The long tail of the Covid pandemic

A US survey says dads who worked remotely during Covid were more stressed than mums. Why was that? And what is the longer-term impact of that stress?

Stress

 

Surveys are everywhere these days, but a recent US one caught my eye. It was from Ann & Robert H. Lurie Children’s Hospital of Chicago and found that 40 percent of parents who worked remotely during the pandemic reported higher parenting stress compared with only 27 percent of parents who worked onsite. So far so expected. Anyone who has done it knows that working and doing homeschooling/childcare was/can be very stressful, depending on your work and the age of your children as well as other factors.

The survey also showed a distinct gender difference – fathers who worked from home were twice as likely to report that parenting was stressful all or most of the time compared to fathers who worked onsite. Parenting stress for mothers who worked at home was slightly higher, but it did not reach statistical significance, said the report.

This doesn’t really chime with what we were hearing from mums. Stress was pretty much widespread and other research shows mums were shouldering more of the homeschooling/childcare responsibilities. So what might explain the higher stress levels in dads? Is it because their employers made less allowances for them because they still think childcare is something that is mainly women’s responsibility? Is it that women are more used to doing all the home stuff alongside work generally because they are the ones who tend to be doing it even if most of us hadn’t had to simultaneously work and teach/entertain for long stretches before Covid outside of illnesses? Do we get better at handling ‘juggling’ simply because we do more of it?

I remember having a long conversation with my flatmate back in the day. His ‘theory’ was women are ‘naturally’ better at multi-tasking and therefore could cope with working and doing more of the housework [the conversation started with a discussion of who should do the hoovering…]. The same goes for looking after babies. I feel like both my partner and I were similarly clueless when our first daughter was born, but because I was with her most of the day during maternity leave I was better at knowing what she needed over time.

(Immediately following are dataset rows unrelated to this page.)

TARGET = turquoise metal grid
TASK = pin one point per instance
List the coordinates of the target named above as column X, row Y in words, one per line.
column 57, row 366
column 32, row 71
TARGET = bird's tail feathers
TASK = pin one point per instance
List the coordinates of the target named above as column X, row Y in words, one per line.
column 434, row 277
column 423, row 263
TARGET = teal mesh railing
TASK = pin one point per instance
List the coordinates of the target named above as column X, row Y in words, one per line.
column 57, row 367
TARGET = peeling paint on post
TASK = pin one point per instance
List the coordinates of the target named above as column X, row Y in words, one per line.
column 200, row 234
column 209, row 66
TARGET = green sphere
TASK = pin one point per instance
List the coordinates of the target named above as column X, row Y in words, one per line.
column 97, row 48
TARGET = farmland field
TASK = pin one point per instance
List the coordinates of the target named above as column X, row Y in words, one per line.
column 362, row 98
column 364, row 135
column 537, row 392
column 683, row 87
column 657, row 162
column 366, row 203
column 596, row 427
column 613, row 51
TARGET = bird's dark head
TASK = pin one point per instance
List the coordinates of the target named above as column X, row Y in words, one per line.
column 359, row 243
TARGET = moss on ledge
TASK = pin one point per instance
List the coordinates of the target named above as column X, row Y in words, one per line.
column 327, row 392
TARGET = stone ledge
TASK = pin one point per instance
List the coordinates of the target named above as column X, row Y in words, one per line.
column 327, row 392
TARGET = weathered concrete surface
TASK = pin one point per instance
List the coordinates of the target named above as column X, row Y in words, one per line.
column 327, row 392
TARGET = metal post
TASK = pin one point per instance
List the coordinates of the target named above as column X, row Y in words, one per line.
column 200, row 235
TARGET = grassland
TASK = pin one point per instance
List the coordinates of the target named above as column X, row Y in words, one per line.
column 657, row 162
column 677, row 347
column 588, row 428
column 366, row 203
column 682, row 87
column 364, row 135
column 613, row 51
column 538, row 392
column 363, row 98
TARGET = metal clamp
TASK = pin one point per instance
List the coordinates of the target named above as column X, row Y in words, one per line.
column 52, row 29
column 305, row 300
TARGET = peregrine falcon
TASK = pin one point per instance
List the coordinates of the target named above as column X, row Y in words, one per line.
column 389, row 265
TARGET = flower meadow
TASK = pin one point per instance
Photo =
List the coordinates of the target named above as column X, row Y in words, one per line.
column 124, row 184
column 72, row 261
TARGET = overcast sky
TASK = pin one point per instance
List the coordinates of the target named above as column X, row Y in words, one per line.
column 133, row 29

You learn by doing.

Most people don’t enjoy multi-tasking. They do it because they have to. On my report card when I was at primary school it said ‘Mandy is a glutton for work, but she needs to focus more’. I feel what may have been seen as a negative has become a positive in later life, even if I burn the toast in the process of not focusing on just the one thing. But I’m still not good at it. It still stresses me out.

And while the US survey focuses on feelings during Covid, what about the long-term tail end of all that stress? A report out this week from the Fawcett Society and TotalJobs shows 11% of working mothers with very young children have left a job in recent years due to the challenges of balancing work and childcare and nearly a fifth have considered leaving. Two fifths have turned down a promotion due to childcare issues. Dads are also affected, but slightly less so. Single mums and those from minority backgrounds are significantly more affected. Interestingly in this survey dads were more likely to have flexible working requests approved than mums.

It shouldn’t be a competition between mums and dads. It should be about collaboration, with family support important across the board. We seem to still have a long way to go to modernise the way we work in a way that takes account of the everyday stresses on a large section of employees, whether that is how we work or the infrastructure needed to help us do it.